Intel Revenue and Growth Statistics
- Generated $79 billion globally in 2021.
- Generated $77.8 billion globally in 2020.
- Growth between 2020 and 2021 was just 1.5%.
- 2017 and 2018 saw the highest growth (12.7%) recorded at Intel for two decades.
- Intel’s profits were $20.9 billion in 2021.
- Intel’s profits in 2017 were $9.6 billion.
- Intel was the second-highest-earning brand in 2018, behind Johnson & Johnson and above IBM.
Intel Stock Price Statistics
- According to their average stock price, Intel is worth $40 billion.
- The market cap for Intel is $247 billion.
- In 2019, Intel’s stock grew only by 6%. This is compared to the 86% growth that AMD’s stock grew during the period.
Interesting Facts About Intel
- Spends $15 billion a year on research and product development.
- Intel bought MobileEye for $15.3 billion.
- Intel Capital was founded in 1991 and has invested $11.8 billion in new companies since then.
- Over 1,400 companies have received investments from Intel Capital since 1991.
- Intel Capital has invested in companies in 57 different countries.
- 46% of investments done by Intel Capital are outside of the US.
- In 2020, Intel spent a third on advertising as it did in 2005.
- Intel acquired McAfee in 2010 for $7.68 billion.
- The company’s energy usage has increased by 50% in the past five years.
- Intel’s greenhouse gas emissions have increased 34% in the past five years.
- In 1972, Intel bought a watch manufacturer and made watches but sold the business in 1978.
- Intel has its own museum the public can visit
- Over 90,000 people visit their museum every year.
- The clean room, the area where microprocessors are made, is said to be a thousand times cleaner than a clean hospital room.
- Intel has acquired 27 companies in its history.
- The company had to pay $1.25 billion to AMD to stop a lawsuit against them in 2009.
- Intel’s sound logo is the most recognized in the world.
- The company has been fined $1.3 billion by the European Courts in an anti-trust case.
What is the average employee’s length of employment at Intel?
The average tenure of an employee at Intel is seven years. In comparison, the average for US male employees is about 4.3 years, and 3.9 years for women. Therefore, the average employee at Intel will stay for a lot longer than the average employee in the US. More than 20% of employees will stay with the company for more than 11 years.

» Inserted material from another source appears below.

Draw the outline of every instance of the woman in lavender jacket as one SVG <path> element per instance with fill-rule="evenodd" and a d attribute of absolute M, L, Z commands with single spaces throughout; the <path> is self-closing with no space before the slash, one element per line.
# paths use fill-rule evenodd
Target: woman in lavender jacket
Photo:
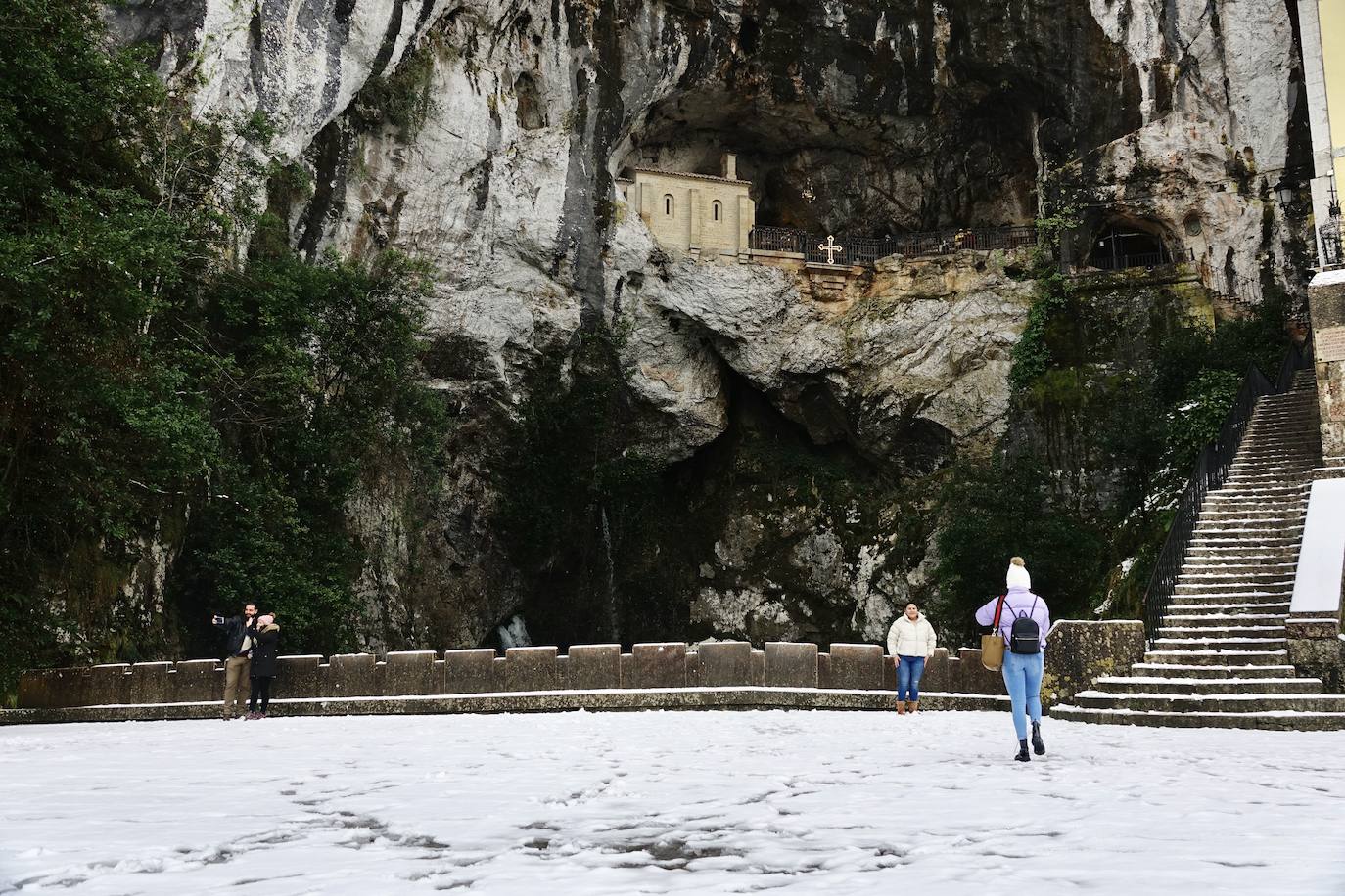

What does Intel sell the most?
Processors for consumer products are the most sold item by Intel. According to the latest figures, more than half of all their products sold are processors destined for the consumer market. This market is known as the Computing Client Group to Intel management.
Who are Intel’s biggest customers?
Dell is Intel’s biggest customer. Dell contributes approximately 16% of Intel’s revenue. Lenovo is another big customer of Intel, contributing 13% of its revenue. Their third biggest customer is HP, who contributed 11% of their revenue.
Intel is one of the biggest brands in the world, and you’ve likely used one of their processors at some point in your life.
While competition is challenging for the company, the future still looks bright for the brand.